The book is called The Hunter. Originally published in 1962, it features Parker, a man who could be considered a common criminal–except for his drive and single-mindedness. What is Parker hunting single-mindedly in The Hunter? Revenge, pure and simple. The book starts in medias res with Parker walking across the George Washington Bridge into Manhattan. Who walks into Manhattan? Train, bus or cars are the preferred method of entry. But a man driven to seek revenge is who we see stalking across the bridge past the midday traffic.

And those first twenty pages are all you need to be hooked and need to follow Parker into the city. Stark has written that a man he saw determinedly walking across the bridge was his inspiration to create Parker and write The Hunter. Apparently, Cooke’s visual interpretation of Parker, including that menacing walk across the bridge, met with Starke’s approval. In fact, he gave permission for the protagonist to have the actual name Parker, something that has never happened before (notably in The Hunter movie adaptations Pointe Blank (Lee Marvin played ”Walker”) and Payback (Mel Gibson played “Porter”).

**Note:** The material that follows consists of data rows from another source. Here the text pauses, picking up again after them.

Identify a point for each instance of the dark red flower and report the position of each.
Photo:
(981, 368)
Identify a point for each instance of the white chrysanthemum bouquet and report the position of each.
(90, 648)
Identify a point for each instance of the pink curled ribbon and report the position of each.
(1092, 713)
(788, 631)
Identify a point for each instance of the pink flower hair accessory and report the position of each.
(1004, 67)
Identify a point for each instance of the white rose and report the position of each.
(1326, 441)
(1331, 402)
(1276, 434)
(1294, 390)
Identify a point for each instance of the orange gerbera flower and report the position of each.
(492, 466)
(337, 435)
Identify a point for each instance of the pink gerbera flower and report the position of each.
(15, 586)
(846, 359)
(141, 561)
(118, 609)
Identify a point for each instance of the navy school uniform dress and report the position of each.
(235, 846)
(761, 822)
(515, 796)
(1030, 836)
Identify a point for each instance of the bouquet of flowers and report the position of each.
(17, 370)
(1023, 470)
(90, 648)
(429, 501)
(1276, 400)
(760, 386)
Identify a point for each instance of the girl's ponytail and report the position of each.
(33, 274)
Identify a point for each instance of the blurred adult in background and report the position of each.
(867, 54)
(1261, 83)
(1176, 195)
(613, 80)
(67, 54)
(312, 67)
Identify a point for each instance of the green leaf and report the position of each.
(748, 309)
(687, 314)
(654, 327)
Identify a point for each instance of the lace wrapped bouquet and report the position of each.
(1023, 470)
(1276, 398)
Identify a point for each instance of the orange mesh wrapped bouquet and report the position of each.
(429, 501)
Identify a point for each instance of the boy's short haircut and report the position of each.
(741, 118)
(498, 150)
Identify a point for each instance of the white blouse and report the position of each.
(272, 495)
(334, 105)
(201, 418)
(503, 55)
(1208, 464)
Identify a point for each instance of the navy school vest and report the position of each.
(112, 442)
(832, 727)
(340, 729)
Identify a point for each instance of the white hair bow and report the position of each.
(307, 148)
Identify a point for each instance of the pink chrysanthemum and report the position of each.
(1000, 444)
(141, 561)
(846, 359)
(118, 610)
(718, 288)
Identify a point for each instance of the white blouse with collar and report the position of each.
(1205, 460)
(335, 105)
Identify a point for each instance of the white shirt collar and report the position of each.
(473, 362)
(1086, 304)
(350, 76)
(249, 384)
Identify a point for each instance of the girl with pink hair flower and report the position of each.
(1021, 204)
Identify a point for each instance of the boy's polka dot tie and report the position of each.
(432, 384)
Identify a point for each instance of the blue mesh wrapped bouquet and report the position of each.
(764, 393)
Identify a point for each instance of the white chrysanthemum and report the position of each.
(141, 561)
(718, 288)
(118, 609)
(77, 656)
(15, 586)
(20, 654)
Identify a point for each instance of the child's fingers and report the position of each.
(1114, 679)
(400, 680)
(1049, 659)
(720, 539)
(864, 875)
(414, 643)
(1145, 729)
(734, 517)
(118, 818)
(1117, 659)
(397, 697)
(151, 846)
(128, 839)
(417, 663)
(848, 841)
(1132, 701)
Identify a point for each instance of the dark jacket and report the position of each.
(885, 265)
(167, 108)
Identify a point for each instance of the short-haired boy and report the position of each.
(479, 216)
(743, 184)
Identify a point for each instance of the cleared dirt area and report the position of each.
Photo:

Cooke is a fan-favorite among comic book fan boys. DC appreciated his work so much they let him recreate the Silver Age of comics in DC: The New Frontier and start up their reboot of The Spirit. Cooke got his big break working for Warner Animation doing storyboards for Batman: The Animated Series and Superman: The Animated Series. His work on Catwoman is often considered the best interpretation of Batman’s sometime foe, sometime love interest.

Does $24.99 still sound too steep? Then get the book at your local comic book dealer where you have a hold/box and get your discount on it. This is one of the best books of 2009, and even though it is already 2010, it still be sitting on your shelf, ready for the multiple readings you will want to give this book. The best news? Cooke is working on three more books.